I tucked it in my heart to save for a rainy day…
I am my own wife now and I’m finding out just how good I’m going to treat myself.
Am I going to be a good wife or a bad wife?
I didn’t start out very good. I almost starved to death.
I forgot to eat because there was no one to cook for and I didn’t have anybody asking me, what’s to eat, what’s for lunch, what’s for supper, do you want to go out to eat, do you want me to go get something?
I was in a food vacuum, food just didn’t exist.
What I noticed was my deodorant wasn’t working, so I changed brands several times and when that didn’t help, I started to do some research on Google to find out what’s strange illness I might have that was causing an odor deodorant couldn’t manage.
I found out that I wasn’t putting enough food into my body and that my body was burning muscle to survive. The odor was from being in a state of starvation. I was shocked. I knew I had to eat to live, but I didn’t know I could die from not eating enough.

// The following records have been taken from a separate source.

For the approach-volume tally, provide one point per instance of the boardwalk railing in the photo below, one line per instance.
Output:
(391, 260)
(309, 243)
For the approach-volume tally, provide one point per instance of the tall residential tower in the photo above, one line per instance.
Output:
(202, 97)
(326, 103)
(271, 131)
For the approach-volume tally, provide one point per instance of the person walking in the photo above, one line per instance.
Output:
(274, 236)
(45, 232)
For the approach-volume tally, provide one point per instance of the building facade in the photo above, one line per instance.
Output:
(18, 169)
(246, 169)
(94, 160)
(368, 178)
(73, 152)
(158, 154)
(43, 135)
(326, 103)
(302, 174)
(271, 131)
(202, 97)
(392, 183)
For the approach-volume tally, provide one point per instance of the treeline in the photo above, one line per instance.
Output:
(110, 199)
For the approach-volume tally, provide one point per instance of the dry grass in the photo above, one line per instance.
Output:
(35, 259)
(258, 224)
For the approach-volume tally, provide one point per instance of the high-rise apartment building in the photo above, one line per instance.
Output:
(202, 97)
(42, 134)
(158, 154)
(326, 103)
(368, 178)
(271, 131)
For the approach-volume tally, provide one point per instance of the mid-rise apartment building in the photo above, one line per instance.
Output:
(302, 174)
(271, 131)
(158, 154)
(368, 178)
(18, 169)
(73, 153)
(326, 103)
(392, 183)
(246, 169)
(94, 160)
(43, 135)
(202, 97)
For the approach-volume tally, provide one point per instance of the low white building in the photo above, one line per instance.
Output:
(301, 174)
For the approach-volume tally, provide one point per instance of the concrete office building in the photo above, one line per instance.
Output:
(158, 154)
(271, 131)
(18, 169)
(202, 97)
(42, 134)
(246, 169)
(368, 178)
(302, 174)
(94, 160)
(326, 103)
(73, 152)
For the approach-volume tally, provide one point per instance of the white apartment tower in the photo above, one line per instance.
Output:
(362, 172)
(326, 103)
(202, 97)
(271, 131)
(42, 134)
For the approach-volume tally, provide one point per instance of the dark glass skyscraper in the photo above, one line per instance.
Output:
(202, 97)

I had been wasting away and I hadn’t even noticed.
I took off my clothes to take a look at my body and it wasn’t good. Skin and bones.
I couldn’t remember the last time I had been hungry. I had already lost too much weight before my husband and I separated and the scale reported that I’d dropped ten more pounds and I hadn’t even noticed.
I had been eating yogurt and an egg once or twice a week, a couple of spoonful’s of peanut butter every day, but my body was not happy and it wanted some real food.
I learned that once you are in the starvation mode, it gets dangerous. I had to start to eat slowly because starvation damages the heart and I could actually have a heart attack if I started to eat too quickly.
I went to the store and I bought more than just peanut butter, coffee, milk and dog food.
I searched for food that I used to like, so I could tempt myself to eat. I stood there crying because I could barely remember what I liked.
Just shopping for groceries was traumatic. I hadn’t shopped for groceries since my husband retired. We used to joke that he was the wife now and he said I could just write while he took care of cooking, shopping and helped with laundry.
It wasn’t really funny. I stopped shopping a few months after he retired because whatever I brought home wasn’t right, wrong brand, wrong price, wrong flavor. I stopped cooking because he would disagree with the what, the how, the why and the end result. I wasn’t even able to feed the dogs the way he wanted, and if I made my own coffee he would ask why I didn’t have him make it for me.
To some, it looked like I was a pampered princess, but I was actually removed from my kitchen. His at home-ness led to my retirement as a wife. He took over the bills, the kitchen, the shopping and the dogs and I allowed it. I gave up.
So I am my own wife now. It’s been five months, and I am treating myself much better, but it takes awareness and effort. I spoiled my husband and my kids forever, so I know how to do it, I just have to turn that love towards myself.
I started eating slowly. I started cooking for myself for the first time in years. Actual meals. My daughter and grandson come over for supper at least twice a week now and that motivates me to cook. I’ve only gained a pound, but I’m back to my favorite deodorant and it works.
The dogs are happy and well fed, so it turns out that I do know how to feed them. I haven’t cried at the grocery store lately, so I believe I am learning to be a good wife. To myself.
A NOTE FROM GRACE (My Mom)
When my children were growing up and got into their “teenage problem” years, I’d become exasperated with them. I’d think, “They’re just like their father!”
Then, one day the light dawned on me, (Marblehead) because after taking a hard, honest look at myself, I realized; they were just like me. The me I had suppressed and hidden deep inside, where no one else could see. I was as wild and rebellious as they, but I had put up a shield of adult perfection, striving to become the perfect mother that everyone expected me to be.
I have now learned that I need to let this child in me come out to play, or the adult becomes a cold hard shell. I must confess, now that I’m older, I have to do this through my books, and old TV movies.
My mind wants to run through fields of flowers with all my clothes flung aside, but my body slows me down to a stroll through Wal-Mart, wrapped in warm sweaters.